#### Introduction

The purpose of this notebook, along with 01_data_setup_example.ipynb and 02_run_example.ipynb is to provide a tutorial of how you may want to use the pop_exp pacakge functions.

Please see 01_data_setup_example.ipynb and 02_run_example.ipynb before you work through this notebook!

This notebook is going to explore the results returned by functions in PopExp that were run the previous section of the tutorial. 

In the previous section, we found the number of people affected by any US wildfire disaster in 2016, 2017, and 2018, as well as the number of people affected by any wildfire disaster by ZCTA and each wildfire disaster by ZCTA.

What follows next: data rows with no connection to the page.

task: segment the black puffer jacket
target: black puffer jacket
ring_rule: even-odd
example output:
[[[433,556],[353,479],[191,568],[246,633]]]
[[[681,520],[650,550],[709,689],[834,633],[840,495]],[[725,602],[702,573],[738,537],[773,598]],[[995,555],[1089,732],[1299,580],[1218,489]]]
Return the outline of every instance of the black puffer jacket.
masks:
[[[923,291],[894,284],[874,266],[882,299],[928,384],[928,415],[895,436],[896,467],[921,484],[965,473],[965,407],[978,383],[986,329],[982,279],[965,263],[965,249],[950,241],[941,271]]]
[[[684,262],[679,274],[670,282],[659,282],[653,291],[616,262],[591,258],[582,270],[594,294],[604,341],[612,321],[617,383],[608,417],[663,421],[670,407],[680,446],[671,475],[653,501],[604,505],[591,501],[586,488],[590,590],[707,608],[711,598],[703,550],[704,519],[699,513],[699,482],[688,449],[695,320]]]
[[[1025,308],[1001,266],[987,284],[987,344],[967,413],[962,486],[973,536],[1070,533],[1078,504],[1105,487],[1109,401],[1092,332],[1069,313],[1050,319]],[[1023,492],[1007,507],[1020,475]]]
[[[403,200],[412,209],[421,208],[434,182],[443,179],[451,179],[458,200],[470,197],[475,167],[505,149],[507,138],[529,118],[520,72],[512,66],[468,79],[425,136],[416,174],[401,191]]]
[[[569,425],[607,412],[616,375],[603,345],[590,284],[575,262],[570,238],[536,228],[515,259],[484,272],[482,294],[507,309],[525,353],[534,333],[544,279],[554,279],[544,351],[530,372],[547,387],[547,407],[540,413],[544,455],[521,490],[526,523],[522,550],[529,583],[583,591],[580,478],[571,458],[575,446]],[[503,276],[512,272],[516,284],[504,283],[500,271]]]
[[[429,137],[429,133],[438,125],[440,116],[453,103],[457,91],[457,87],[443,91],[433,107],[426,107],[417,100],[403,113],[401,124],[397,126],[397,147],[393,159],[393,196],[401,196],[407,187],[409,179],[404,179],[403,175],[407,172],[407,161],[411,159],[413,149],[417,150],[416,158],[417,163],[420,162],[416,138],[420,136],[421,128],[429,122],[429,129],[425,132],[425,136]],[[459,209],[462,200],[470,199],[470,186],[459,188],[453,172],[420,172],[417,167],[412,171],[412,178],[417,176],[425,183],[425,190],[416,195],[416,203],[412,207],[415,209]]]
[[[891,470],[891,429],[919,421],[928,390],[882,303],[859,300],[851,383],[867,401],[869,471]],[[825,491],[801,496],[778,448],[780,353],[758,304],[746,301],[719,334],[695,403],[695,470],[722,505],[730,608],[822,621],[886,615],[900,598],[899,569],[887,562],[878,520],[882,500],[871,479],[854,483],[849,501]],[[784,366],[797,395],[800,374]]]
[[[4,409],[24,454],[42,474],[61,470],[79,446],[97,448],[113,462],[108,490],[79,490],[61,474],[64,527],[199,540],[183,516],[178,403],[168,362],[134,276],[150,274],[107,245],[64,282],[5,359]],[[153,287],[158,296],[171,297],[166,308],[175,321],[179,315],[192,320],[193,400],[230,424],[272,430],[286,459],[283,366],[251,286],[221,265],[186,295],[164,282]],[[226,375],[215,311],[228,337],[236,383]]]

In this section we'll explore the results from each of these function runs.

The first function run helped us find the total number of people affected by any wildfire disaster in 2016, 2017, and 2018. To use these results, we'll first read in and plot the original wildfire disaster dataset, and then read in the results and calculate the total number of people affected by any wildfire disaster.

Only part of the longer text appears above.